I agree with Mark. When you attain that kind of perception, sometimes you can identify a face just by its color. Like knowing exactly if Times New Roman is on the page. I don't know if anyone could identify a typeface mainly due to its proportion – that'd be amazing.

You can go with a, c, n, o, g, r, k, f. But mostly it's the italic that gives away the answer.

Stephen Coles's picture

a, g, e

Quincunx's picture

I think it differs per typeface. It depends on what letters characterise that specific typeface. But generally these will be letters like a, g, e, k, f, R, G, etc.

cuttlefish's picture

The lowercase g is certainly the most variable form from one typeface to another and probably gives the most clue to identification, but apart from stroke weight it can have very little relation to the rest of a typeface.

One lowercase h can look much like any other, but it has the detailed features of serifs and straight and arcing strokes that are replicated throughout much of the rest of the alphabet, and thus one can make a well reasoned guess at what the rest of a typeface might look like based on the h much more than you could with a g.

So, if one were to compare this to evidence gathering on a person, a g would be equivalent to a typeface's fingerprint, while the h would be like finding its skull.

eliason's picture

One lowercase h can look much like any other, but it has the detailed features of serifs and straight and arcing strokes that are replicated throughout much of the rest of the alphabet, and thus one can make a well reasoned guess at what the rest of a typeface might look like based on the h much more than you could with a g.
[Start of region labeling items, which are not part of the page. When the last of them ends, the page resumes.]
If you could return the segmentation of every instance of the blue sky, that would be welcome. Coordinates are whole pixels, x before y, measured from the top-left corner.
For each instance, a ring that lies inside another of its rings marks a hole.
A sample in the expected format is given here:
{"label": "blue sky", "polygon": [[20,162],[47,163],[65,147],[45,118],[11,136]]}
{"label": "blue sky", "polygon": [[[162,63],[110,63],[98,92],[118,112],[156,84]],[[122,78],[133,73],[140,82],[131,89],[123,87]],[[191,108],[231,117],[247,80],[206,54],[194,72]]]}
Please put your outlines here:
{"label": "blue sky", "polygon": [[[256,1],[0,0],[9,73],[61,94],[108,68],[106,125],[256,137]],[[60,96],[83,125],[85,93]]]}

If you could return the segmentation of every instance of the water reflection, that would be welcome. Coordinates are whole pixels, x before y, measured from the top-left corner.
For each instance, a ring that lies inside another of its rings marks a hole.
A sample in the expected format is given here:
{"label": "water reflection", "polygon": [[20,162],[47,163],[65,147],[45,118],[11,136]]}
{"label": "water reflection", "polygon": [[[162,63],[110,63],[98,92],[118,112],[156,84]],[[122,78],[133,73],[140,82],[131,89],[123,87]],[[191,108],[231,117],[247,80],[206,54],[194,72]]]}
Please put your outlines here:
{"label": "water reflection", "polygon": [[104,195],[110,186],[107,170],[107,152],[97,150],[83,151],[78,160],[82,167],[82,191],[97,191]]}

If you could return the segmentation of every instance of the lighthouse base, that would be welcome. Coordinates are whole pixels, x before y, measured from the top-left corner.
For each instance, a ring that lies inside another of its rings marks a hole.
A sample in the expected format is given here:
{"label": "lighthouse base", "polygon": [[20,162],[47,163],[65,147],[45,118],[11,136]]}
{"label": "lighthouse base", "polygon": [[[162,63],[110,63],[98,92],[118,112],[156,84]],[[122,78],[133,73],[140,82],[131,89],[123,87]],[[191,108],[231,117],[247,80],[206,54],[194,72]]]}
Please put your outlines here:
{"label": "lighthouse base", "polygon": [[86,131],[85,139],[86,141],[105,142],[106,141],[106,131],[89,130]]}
I've heard the same case made for 'R'. (stem, bowl, and diagonal)

Edward Long's picture

I find lowercase y is the first letter I look at. Very distinctive in Minion, Centaur, Bembo Italic, Bliss and Perpetua. After that I probably go to lowercase t, which is distinctive in Arial, Gill Sans, Helvetica, Palatino, Scala, Georgia and, again, Minion. Lowercase g gives away Goudy Old Style, Meta, Baskerville and Perpetua Italic. Capital R is quite good for distinguishing sans and also sticks out a long way in Bembo and Trajan.

While Times New Roman is "obvious", I struggle to find letters which give it away. Maybe the weird stress on the lowercase e or the not-very-italic-ness of the italic z.

sim's picture

If I had to choose only one letter, I'd say the a.

quadibloc's picture

@Edward Long:
While Times New Roman is "obvious", I struggle to find letters which give it away. Maybe the weird stress on the lowercase e or the not-very-italic-ness of the italic z.

The italic z is what's needed to distinguish the Monotype and Linotype versions of the typeface. I find that the uppercase L differentiates Times from many serif typefaces. Given what makes it "obvious", lowercase letters like b, that give away its x-height and its oblique stress, are perhaps the best bet; except for the capital Q, which it shares with some sizes of Caslon and several other typefaces, it indeed has no eccentric letter forms.

Stephen Coles's picture

I guess you two are only talking about serif typefaces?